Carlson, L.E., et al. (2000). The effects of a mindfulness meditation-based stress reduction program on mood and symptoms of stress in cancer outpatients: 6-month follow-up. Supportive Care in Cancer, 9, 112–123. Full text.
Abstract: The goals of this work were to assess the effects of participation in a mindfulness meditation based stress reduction program on mood disturbance and symptoms of stress in cancer outpatients immediately after and 6 months after program completion. A convenience sample of eligible cancer patients were enrolled after they had given informed consent. All patients completed the Profile of Mood States (POMS) and Symptoms of Stress Inventory (SOSI) both before and after the intervention and 6 months later.

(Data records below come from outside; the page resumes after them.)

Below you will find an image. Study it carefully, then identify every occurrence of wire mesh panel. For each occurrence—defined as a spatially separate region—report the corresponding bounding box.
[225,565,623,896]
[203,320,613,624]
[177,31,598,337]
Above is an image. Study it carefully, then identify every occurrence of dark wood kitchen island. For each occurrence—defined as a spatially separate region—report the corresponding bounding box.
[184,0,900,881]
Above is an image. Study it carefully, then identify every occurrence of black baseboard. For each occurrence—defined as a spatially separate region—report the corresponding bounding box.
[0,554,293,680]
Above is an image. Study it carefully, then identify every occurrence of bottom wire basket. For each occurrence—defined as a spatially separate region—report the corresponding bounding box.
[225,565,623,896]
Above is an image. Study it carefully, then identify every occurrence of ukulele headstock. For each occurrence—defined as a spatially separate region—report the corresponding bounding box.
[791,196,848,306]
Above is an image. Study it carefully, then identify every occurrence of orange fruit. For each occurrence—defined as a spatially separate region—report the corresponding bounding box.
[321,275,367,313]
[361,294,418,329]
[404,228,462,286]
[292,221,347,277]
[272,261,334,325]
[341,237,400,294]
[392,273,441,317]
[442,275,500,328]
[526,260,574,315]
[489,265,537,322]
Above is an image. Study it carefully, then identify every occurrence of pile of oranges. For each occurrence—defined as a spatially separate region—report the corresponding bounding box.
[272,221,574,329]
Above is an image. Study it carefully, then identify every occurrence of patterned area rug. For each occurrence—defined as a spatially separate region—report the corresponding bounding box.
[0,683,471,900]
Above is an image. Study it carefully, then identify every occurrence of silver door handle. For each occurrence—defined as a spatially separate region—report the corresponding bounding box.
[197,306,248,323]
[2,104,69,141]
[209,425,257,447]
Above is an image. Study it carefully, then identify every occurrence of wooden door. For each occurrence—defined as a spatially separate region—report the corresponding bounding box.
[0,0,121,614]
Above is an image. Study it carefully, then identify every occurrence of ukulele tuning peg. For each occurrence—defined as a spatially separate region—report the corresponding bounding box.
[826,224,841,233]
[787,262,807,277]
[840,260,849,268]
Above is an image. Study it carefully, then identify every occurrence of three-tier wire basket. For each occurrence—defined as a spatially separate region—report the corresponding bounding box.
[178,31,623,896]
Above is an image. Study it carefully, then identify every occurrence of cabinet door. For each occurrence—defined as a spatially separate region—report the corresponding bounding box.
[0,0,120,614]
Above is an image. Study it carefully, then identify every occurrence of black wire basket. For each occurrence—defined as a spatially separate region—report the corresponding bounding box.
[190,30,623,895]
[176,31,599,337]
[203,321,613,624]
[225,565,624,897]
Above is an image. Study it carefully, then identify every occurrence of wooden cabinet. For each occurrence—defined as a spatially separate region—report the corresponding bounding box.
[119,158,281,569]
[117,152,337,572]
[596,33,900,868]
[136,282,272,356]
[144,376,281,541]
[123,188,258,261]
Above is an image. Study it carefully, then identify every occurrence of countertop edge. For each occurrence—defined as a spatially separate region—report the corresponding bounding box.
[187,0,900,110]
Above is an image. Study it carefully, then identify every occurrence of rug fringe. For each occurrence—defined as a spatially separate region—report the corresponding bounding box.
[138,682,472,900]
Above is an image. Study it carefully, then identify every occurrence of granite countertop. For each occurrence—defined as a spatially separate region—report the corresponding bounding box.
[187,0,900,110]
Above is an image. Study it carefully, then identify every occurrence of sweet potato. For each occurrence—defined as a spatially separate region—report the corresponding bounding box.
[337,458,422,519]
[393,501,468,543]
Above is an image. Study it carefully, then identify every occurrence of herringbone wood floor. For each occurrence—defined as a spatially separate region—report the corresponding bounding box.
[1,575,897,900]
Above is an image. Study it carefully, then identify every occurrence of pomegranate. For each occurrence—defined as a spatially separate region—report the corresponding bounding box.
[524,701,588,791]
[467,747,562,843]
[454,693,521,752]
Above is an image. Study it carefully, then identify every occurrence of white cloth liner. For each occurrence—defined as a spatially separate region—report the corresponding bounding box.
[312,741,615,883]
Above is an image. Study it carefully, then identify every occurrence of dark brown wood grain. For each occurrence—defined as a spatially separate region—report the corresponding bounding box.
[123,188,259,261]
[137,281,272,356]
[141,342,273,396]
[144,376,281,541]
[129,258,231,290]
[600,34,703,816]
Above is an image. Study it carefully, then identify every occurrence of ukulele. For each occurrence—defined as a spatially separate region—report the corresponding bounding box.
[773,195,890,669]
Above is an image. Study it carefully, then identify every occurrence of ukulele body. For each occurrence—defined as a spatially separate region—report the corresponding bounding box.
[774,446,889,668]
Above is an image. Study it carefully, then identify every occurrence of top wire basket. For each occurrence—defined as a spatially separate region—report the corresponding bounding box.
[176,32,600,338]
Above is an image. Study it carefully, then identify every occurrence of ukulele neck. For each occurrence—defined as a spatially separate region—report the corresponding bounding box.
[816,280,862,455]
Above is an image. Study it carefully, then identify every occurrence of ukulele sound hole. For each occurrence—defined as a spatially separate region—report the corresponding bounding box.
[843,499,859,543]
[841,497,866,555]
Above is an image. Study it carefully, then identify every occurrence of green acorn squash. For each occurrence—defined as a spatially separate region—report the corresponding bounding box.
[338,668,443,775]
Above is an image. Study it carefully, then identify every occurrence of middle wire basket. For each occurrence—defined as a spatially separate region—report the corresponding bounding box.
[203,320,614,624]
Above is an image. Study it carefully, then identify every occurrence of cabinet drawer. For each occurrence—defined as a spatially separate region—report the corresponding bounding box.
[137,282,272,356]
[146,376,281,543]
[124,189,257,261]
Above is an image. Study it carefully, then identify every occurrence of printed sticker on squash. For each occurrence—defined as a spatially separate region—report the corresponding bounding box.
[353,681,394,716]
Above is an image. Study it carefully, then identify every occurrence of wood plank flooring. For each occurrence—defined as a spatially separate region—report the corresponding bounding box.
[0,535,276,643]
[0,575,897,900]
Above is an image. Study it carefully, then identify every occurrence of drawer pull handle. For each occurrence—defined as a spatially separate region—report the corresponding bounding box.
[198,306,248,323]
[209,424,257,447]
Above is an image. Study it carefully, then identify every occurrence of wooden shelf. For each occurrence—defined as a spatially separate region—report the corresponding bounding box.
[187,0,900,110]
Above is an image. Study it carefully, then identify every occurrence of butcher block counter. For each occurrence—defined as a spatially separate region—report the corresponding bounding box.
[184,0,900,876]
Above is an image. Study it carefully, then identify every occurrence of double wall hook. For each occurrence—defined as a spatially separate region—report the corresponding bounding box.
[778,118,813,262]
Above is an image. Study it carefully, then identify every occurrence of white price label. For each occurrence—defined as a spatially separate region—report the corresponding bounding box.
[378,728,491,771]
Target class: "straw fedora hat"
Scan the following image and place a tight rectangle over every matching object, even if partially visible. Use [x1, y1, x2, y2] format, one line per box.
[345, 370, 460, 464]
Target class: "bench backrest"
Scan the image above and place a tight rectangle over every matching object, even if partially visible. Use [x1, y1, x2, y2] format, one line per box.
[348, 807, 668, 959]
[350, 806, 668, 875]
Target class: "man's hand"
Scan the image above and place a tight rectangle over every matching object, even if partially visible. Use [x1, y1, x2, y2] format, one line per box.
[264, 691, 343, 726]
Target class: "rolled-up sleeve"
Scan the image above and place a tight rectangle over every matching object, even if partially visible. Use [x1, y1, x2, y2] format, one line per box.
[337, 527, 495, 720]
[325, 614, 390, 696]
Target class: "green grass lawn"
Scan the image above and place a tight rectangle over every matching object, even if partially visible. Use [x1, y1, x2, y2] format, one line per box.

The intervention consisted of a mindfulness meditation group lasting 1.5 h each week for 7 weeks, plus daily home meditation practice. A total of 89 patients, average age 51, provided pre-intervention data. Eighty patients provided post-intervention data, and 54 completed the 6-month follow-up. The participants were heterogeneous with respect to type and stage of cancer.
Patients’ scores decreased significantly from before to after the intervention on the POMS and SOSI total scores and most subscales, indicating less mood disturbance and fewer symptoms of stress, and these improvements were maintained at the 6-month follow-up. More advanced stages of cancer were associated with less initial mood disturbance, while more home practice and higher initial POMS scores predicted improvements on the POMS between the pre- and post-intervention scores. Female gender and more education were associated with higher initial SOSI scores, and improvements on the SOSI were predicted by more education and greater initial mood disturbance.